Posted on Thursday, February 27, 2014 at 03:26PM by Registered CommenterSimon Ward | CommentsPost a Comment

Eurozone real non-financial M1* – the best monetary leading indicator of the economy, with a flawless track record in recent years – continues to signal improving prospects. Real money expansion is now stronger in peripheral economies than the core.

Six-month growth of real non-financial M1 rose to 3.7% (not annualised) in January, equalling November’s result, which was the strongest since February 2010. The six-month change turned negative before the 2008 and 2011 recessions and positive before the 2009 and 2013 recoveries – see first chart. The recent pick-up suggests that industrial output and GDP growth will firm through the late summer (at least).

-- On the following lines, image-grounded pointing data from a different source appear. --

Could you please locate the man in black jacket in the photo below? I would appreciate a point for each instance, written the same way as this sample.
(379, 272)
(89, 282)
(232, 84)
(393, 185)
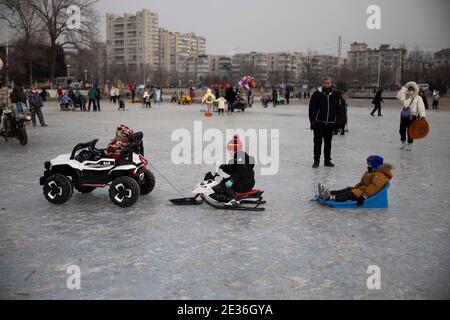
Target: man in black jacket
(241, 172)
(325, 107)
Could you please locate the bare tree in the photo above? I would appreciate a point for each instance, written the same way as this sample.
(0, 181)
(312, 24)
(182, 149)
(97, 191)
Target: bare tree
(23, 22)
(56, 17)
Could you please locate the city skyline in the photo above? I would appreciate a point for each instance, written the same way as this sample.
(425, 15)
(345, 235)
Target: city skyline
(427, 32)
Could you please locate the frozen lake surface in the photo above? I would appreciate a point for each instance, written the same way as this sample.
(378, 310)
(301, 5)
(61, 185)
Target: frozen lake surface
(296, 249)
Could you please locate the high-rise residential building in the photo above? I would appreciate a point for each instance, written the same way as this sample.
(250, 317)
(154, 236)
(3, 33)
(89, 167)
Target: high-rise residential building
(253, 63)
(133, 41)
(137, 42)
(176, 49)
(383, 65)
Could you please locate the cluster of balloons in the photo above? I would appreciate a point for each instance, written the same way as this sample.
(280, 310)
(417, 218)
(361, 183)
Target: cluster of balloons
(247, 82)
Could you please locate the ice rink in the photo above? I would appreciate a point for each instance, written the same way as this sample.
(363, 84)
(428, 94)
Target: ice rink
(296, 249)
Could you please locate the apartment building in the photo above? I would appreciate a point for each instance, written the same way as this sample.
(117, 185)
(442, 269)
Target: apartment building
(383, 63)
(253, 63)
(133, 40)
(137, 42)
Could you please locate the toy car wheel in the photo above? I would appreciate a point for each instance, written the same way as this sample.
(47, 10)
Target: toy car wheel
(85, 190)
(149, 183)
(58, 189)
(124, 192)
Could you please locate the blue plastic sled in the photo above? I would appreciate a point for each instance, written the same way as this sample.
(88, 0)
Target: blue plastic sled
(378, 201)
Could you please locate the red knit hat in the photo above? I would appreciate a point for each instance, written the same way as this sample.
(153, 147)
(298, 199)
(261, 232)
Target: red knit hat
(235, 144)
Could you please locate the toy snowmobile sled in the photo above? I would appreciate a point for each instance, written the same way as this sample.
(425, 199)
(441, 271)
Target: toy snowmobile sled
(205, 193)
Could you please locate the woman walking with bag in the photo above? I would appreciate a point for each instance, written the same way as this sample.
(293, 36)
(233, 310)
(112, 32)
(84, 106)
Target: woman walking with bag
(413, 109)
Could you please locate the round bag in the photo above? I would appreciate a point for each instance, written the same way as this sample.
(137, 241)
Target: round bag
(419, 129)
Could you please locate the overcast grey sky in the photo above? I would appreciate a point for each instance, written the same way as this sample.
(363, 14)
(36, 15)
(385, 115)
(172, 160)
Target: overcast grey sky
(231, 26)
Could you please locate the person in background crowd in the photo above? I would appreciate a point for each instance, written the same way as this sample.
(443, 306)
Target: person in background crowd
(133, 93)
(209, 99)
(221, 105)
(275, 97)
(18, 98)
(112, 95)
(92, 96)
(231, 97)
(424, 98)
(250, 98)
(377, 101)
(60, 92)
(412, 108)
(98, 98)
(342, 120)
(436, 98)
(288, 95)
(44, 95)
(174, 98)
(217, 91)
(325, 107)
(36, 104)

The ECB publishes country data on overnight deposits, which dominate swings in M1. Six-month growth of real deposits in the peripheral grouping** rose to 3.8% in January versus 2.2% for the core – second chart. Peripheral expansion was lower than in the core in every month between September 2008 and October 2013.

The groupings conceal significant country variation, with Spain now the strongest of the big five, followed by Germany / Italy. French growth is modest but still consistent with an ongoing economic recovery; negative risks are greater in the Netherlands – third chart.

*Notes and coin in circulation plus overnight deposits of households and non-financial corporations divided by consumer prices, seasonally adjusted.
**Greece, Ireland, Italy, Portugal and Spain.